Prof. Dr. Mical Paul is Director of Infectious Diseases Institute and COMBACTE’s Principal Investigator at Rambam Medical Center in Israel. She is Associate Professor at The Ruth and Bruce Rappaport Faculty of Medicine, Technion, Israel Institute of Technology. In her blog, Dr. Paul speaks about how much she enjoys having her clinical practice supported by research, and why she considers COMBACTE a very attractive project to work for.

“Curiosity is an integral part of good medicine. Research arises from questions that we, as physicians, ask ourselves on patient management. Questions that cover gaps in diagnosis, treatment and unknowns on the risk for disease and its outcomes. I became a researcher by observing my mentors ask the questions and then learning to ask and to formulate these questions into research. I treat patients as my main profession. This is my interest and the reason I practice medicine. But, I’m very happy that I have research to accompany clinical practice. I am afraid that without research I would have become a very bored, boring and tired physician.

The dissociation between investigator-initiated research and drug development always bothered me. Why are the trials testing new drugs so different from the studies that we, researchers, do? Why is it that I cannot find my patient in randomized controlled trials assessing new antibiotics? Why did they test outcomes that are irrelevant to my patient? I found the COMBACTE project very attractive because of the unique and novel collaboration between independent academia without conflicts of interests and the pharma. Uniting academic investigators with the pharma to develop new antibiotics is a right way forward. I am very grateful to Marc Bonten for inviting me as a co-leader in a phase 3 randomized controlled trial assessing a new antibiotic potentially active against carbapenem-resistant enterobacteriaceae, one of the most important CDC and WHO priority pathogens. We, the clinical researchers, could define the patient population in need of this new antibiotic and the relevant outcomes to assess. The industry could teach us how to ensure perfect data collection and timely trial completion.
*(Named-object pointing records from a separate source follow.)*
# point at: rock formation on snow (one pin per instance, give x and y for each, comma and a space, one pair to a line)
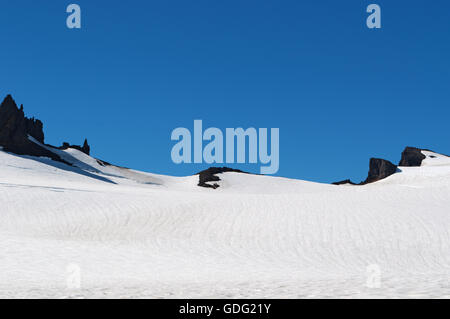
411, 157
86, 149
379, 169
209, 175
16, 131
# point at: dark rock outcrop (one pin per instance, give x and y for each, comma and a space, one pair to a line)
379, 169
209, 175
345, 182
86, 149
412, 157
16, 130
I wish it were so. Unfortunately, the big pharma are tied by regulations and restrictions allowing very little space for academic mindflow. I wish we could dictate the patient population that is recruited into a trial assessing a much-needed antibiotic. I wish we could perform trials powered to assess real outcomes. I wish that the pharma could be much less concerned by minor toxicity and more concerned with the health of very sick patients who die from infections and need these new antibiotics. COMBACTE seems the right place to start making these changes and I hope we’ll get there one day. Having started with real questions that came out of patient management, I am hoping to curb drug development to answer such questions”.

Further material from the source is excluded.